Glaciers are sometimes hurried out of their characteristic

snail-pace. A marvelous spectacle is presented then.

Mr. Whymper refers to a case which occurred in Iceland

in 1721:

“It seems that in the neighborhood of the mountain Kotlugja,

large bodies of water formed underneath, or within

the glaciers (either on account of the interior heat of

the earth, or from other causes), and at length acquired

irresistible power, tore the glaciers from their mooring on

the land, and swept them over every obstacle into the sea.

Prodigious masses of ice were thus borne for a distance

of about ten miles over land in the space of a few hours;

and their bulk was so enormous that they covered the sea

for seven miles from the shore, and remained aground

in six hundred feet of water! The denudation of the land

was upon a grand scale. All superficial accumulations were

swept away, and the bedrock was exposed. It was described,

in graphic language, how all irregularities and depressions

were obliterated, and a smooth surface of several miles’

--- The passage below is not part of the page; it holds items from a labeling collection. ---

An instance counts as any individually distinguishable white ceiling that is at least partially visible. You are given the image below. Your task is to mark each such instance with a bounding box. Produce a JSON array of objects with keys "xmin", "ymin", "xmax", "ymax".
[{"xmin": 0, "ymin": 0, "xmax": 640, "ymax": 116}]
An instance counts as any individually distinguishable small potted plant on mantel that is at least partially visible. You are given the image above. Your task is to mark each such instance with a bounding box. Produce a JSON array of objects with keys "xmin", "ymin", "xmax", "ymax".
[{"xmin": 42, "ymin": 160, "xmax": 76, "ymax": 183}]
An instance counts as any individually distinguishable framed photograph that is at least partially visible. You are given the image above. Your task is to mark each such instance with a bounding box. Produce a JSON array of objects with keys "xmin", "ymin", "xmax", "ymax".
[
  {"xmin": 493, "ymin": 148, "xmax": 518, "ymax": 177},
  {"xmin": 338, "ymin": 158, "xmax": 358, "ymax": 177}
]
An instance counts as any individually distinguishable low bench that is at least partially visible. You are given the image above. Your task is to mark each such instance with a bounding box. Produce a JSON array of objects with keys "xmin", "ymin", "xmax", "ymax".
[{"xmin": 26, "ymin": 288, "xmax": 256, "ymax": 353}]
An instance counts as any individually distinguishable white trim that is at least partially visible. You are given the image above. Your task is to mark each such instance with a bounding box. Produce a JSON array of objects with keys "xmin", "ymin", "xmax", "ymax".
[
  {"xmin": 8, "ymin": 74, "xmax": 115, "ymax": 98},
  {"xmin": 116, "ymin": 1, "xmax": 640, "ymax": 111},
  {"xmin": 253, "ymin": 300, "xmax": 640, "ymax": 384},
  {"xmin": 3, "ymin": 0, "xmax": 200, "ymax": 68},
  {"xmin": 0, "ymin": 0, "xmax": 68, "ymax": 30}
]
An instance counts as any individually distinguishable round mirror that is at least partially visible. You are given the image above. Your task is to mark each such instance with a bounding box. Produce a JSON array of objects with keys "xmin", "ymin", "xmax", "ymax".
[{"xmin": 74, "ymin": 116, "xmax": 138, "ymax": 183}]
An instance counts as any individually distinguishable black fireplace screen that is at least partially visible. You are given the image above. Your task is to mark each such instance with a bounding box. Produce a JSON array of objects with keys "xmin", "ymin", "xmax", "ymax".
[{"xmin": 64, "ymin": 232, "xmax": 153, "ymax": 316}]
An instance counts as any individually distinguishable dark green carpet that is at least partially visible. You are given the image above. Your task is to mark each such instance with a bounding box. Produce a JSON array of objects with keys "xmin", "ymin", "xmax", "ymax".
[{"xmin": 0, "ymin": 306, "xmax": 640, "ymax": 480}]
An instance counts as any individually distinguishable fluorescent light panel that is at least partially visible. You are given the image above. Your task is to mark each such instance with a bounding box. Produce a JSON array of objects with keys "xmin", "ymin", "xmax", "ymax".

area laid bare, and that this area had the appearance

of having been PLANED BY A PLANE.”

The account translated from the Icelandic says that the

mountainlike ruins of this majestic glacier so covered

the sea that as far as the eye could reach no open water

was discoverable, even from the highest peaks. A monster

wall or barrier of ice was built across a considerable

stretch of land, too, by this strange irruption:

“One can form some idea of the altitude of this barrier

of ice when it is mentioned that from Hofdabrekka farm,

which lies high up on a fjeld, one could not see

Hjorleifshofdi opposite, which is a fell six hundred and

forty feet in height; but in order to do so had to clamber

up a mountain slope east of Hofdabrekka twelve hundred feet

high.”

These things will help the reader to understand why it is

that a man who keeps company with glaciers comes to feel

tolerably insignificant by and by. The Alps and the glaciers

together are able to take every bit of conceit out of a man

and reduce his self-importance to zero if he will only

remain within the influence of their sublime presence long

enough to give it a fair and reasonable chance to do its work.

The Alpine glaciers move–that is granted, now, by everybody.

But there was a time when people scoffed at the idea;

they said you might as well expect leagues of solid rock

to crawl along the ground as expect leagues of ice to do it.

But proof after proof as furnished, and the finally the

world had to believe.

The wise men not only said the glacier moved, but they

timed its movement. They ciphered out a glacier’s gait,

and then said confidently that it would travel just

so far in so many years. There is record of a striking

and curious example of the accuracy which may be attained

in these reckonings.

In 1820 the ascent of Mont Blanc was attempted by a Russian

and two Englishmen, with seven guides. They had reached

a prodigious altitude, and were approaching the summit,

when an avalanche swept several of the party down a

sharp slope of two hundred feet and hurled five of them

(all guides) into one of the crevices of a glacier.

The life of one of the five was saved by a long barometer

which was strapped to his back–it bridged the crevice

and suspended him until help came. The alpenstock

or baton of another saved its owner in a similar way.

Three men were lost–Pierre Balmat, Pierre Carrier,

and Auguste Tairraz. They had been hurled down into the

fathomless great deeps of the crevice.